(The Root) — African-American Democratic candidate for Congress Steven Horsford — who is the state's first black majority leader — and opponent Danny Tarkanian have been in a racially charged race in which the attempts of Horsford's political foes to discredit his blackness seem more absurd all the time.
Here's some background. In August, Tarkanian (white) proclaimed that his ties to basketball clinics would help him win the black vote. Responding to the backlash after those remarks, he said at a GOP gathering, "We could be like Steven Horsford, who's not doing anything with that community and, you know, pretend we're black and maybe try to get some votes if that's where it is."
Pretending to be black? That's a new one. But as ridiculous as it may have sounded to many, it seems to have become something of a theme in the race. (And perhaps in American politics overall. In Massachusetts, Scott Brown is accusing Elizabeth Warren of faking her Native American ancestry.)
This week, conservative operative Chuck Muth used a blog post to mock a tweet Horsford sent about the anniversary of the Emancipation Proclamation, the Las Vegas Sun reports:
"Steven Horsford continues to play the race card (he's black) with this mindless, irrelevant re-tweet of a White House tweet on Saturday," Muth wrote on his blog of Horsford's tweet about the Emancipation Proclamation. "Sounds like somebody's scared by last week's poll showing him losing the urban vote to his white-bread Republican opponent, Danny Tarkanian."
Then Muth seemed to attempt to tie a recent Horsford ad to the basketball-for-political-gain controversy of last month, writing, "Horsford's TV commercial features two black kids playing — wait for it — BASKETBALL! You cannot make this stuff up, folks."
Well, Horsford didn't make it up.
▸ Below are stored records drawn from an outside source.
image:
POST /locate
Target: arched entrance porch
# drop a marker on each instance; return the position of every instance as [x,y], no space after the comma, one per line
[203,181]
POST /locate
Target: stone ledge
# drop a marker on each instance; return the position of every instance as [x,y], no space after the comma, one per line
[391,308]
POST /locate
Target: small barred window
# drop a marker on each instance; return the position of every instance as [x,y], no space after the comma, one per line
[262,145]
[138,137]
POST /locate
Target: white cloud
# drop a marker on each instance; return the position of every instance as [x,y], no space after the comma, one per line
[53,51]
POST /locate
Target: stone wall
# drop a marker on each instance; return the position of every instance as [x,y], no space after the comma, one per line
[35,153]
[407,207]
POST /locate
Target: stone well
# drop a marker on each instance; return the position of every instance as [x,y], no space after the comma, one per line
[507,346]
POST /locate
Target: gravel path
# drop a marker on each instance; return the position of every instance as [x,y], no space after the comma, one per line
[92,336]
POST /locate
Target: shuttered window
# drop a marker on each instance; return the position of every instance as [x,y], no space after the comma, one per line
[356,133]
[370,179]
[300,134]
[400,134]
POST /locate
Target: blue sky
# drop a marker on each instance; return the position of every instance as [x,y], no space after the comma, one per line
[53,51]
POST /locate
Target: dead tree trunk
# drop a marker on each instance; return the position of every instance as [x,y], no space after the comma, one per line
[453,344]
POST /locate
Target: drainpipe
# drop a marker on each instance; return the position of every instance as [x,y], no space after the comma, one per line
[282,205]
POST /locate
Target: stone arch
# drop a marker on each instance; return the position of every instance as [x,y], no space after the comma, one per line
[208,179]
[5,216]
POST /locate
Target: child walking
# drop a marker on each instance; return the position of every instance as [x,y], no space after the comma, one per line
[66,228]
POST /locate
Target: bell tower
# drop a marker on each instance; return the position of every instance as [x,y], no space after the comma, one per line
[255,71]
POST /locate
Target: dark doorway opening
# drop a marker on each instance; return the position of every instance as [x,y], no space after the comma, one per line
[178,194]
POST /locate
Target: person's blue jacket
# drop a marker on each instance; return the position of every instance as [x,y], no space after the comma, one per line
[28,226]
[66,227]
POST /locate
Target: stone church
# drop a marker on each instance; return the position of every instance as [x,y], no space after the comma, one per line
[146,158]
The "black kids" in the ad were — wait for it — his very own children, not some actors designed to send a subliminal message about identity politics.
"This shot was of me playing with my children in our backyard," Horsford said in a written statement. "And to refer to my kids as just some 'black kids playing basketball' is extremely offensive."
Tarkanian's spokesman Ron Futrell distanced the Republican candidate from Muth's blog post, saying, "I would say that Danny does not see the commercial that way," Futrell said. "[Horsford] needs to deal with Chuck Muth on that. In the past, Muth has attacked Danny pretty hard, so we know how that feels."
Editor's note: The original piece misstated Horsford's state as Arizona. He is from Nevada.